Georges Devereux George10

Georges Devereux (né Győrgy Dobó), est un psychanalyste et anthropologue franco-américain d'origine hongroise. Il est l'un des fondateurs de l'ethnopsychanalyse.

Győrgy Dobó est né dans une famille juive de Lugoj, ville alors hongroise de la province du Banat, située dans l'actuelle Roumanie. Son père, avocat et président de la communauté juive néologue de Lugoj, avait des vues socialisantes et francophiles alors que sa mère était plus conservatrice et germanophile. Sa sœur Ilona Deutsch était la mère du physicien hongro-américain Edward Teller.

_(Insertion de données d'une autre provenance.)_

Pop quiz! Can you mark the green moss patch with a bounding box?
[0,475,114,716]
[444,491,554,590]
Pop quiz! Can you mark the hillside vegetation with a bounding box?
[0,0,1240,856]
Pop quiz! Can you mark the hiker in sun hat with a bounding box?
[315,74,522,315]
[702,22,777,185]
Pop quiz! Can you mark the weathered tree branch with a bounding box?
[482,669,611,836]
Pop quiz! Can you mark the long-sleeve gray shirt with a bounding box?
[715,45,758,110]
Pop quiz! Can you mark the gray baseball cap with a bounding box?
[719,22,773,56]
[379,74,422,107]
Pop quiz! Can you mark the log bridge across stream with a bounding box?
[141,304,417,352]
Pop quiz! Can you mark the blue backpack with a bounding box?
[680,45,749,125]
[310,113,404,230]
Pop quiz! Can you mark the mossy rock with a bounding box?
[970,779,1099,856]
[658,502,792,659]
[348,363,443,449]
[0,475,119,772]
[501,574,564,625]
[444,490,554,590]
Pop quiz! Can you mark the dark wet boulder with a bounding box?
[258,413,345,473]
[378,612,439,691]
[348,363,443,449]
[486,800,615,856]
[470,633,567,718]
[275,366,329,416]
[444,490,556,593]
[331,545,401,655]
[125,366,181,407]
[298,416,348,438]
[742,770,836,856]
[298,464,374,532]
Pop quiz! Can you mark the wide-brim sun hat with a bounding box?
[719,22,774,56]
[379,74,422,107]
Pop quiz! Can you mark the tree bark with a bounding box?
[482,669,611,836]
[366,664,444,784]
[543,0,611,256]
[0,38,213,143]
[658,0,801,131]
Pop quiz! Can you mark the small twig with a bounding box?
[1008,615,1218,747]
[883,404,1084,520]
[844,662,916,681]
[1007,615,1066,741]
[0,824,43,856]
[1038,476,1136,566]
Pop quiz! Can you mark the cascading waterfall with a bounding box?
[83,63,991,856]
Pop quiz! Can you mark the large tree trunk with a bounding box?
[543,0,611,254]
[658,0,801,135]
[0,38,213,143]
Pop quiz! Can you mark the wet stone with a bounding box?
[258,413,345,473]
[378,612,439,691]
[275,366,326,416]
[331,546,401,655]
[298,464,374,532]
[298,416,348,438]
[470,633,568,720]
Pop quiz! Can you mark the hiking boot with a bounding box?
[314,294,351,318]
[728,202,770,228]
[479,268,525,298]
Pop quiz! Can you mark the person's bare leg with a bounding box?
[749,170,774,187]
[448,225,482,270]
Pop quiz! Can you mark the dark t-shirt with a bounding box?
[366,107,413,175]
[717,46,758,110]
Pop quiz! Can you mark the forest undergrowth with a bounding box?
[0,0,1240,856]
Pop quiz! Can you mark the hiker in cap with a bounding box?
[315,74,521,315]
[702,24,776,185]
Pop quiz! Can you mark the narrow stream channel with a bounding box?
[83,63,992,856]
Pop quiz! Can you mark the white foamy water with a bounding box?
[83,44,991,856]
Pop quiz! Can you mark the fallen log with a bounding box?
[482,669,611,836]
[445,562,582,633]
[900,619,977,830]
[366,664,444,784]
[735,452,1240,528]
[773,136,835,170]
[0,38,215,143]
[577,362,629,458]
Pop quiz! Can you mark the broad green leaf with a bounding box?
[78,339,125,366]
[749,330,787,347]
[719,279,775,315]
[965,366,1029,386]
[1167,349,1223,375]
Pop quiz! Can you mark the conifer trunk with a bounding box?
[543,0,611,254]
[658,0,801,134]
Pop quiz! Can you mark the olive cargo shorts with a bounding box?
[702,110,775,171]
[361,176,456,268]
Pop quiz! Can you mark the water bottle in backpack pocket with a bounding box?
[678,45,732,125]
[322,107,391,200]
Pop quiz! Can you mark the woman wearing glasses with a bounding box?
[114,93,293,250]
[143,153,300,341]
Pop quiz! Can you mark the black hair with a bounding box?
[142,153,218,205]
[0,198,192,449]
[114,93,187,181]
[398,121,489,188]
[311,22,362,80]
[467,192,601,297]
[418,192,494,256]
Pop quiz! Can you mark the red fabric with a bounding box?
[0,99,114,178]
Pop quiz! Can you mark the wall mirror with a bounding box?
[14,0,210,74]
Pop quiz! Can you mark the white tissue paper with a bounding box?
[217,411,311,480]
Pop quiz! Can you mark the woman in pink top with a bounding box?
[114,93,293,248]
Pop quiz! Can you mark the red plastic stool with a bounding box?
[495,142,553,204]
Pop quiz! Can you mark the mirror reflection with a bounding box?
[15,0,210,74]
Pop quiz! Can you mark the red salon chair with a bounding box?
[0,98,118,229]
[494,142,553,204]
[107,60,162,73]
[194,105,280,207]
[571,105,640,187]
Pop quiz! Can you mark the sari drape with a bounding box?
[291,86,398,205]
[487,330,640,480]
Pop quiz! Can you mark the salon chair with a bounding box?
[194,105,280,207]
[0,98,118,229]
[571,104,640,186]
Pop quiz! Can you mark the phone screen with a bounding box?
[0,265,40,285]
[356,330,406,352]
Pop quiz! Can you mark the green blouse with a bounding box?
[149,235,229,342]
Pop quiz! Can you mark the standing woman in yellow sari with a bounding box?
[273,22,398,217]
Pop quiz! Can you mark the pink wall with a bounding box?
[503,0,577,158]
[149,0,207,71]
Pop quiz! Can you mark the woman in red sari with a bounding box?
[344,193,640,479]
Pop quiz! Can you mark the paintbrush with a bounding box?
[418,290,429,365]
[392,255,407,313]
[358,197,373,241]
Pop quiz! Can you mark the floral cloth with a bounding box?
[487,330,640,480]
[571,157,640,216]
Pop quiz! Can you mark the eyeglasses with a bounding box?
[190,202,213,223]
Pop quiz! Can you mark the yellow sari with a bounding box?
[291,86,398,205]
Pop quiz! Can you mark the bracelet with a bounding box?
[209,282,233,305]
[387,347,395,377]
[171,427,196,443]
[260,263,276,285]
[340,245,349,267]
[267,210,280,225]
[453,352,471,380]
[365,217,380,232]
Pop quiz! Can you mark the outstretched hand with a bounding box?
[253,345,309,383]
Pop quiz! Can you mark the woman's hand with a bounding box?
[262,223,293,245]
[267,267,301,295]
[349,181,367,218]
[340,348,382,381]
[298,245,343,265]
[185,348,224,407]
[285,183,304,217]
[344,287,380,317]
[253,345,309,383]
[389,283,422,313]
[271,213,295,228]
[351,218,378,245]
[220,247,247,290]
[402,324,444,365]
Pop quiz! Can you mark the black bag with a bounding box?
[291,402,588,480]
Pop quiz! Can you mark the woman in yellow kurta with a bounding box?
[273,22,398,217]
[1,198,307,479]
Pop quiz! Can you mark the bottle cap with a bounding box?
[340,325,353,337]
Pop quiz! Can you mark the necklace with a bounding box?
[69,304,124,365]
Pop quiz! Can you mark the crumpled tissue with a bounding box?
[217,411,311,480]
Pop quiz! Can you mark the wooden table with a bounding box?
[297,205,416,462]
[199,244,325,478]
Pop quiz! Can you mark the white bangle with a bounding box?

Après le suicide de son frère aîné István en 1926, Győrgy part en Allemagne et en France, où il fréquente les milieux artistiques et littéraires. Il apprend le métier de libraire et fait la connaissance de Klaus Mann et d'Eugène Ionesco. Il tente d'étudier la physique et la chimie à Paris sous la direction de Marie Curie et Jean Perrin, mais abandonne au bout d'un an et demi. Il entreprend alors des études de sociologie et d'anthropologie à l'École pratique des hautes études (EPHE) et apprend le malais à l'école des langues orientales.
Il se rend en Indochine étudier les populations Sedang, puis part aux États-Unis poursuivre son cursus à l'Université de Berkeley auprès d'Alfred Kroeber et Robert Lowie. Toujours dans le cadre de ses études, il vit parmi les indiens Mohaves, apprenant leur langue et leurs coutumes. Il consacre son doctorat à l'étude de leur mentalité et de leur vie sexuelle. Il dira que les Mohaves lui ont permis de mieux comprendre les théories de Freud.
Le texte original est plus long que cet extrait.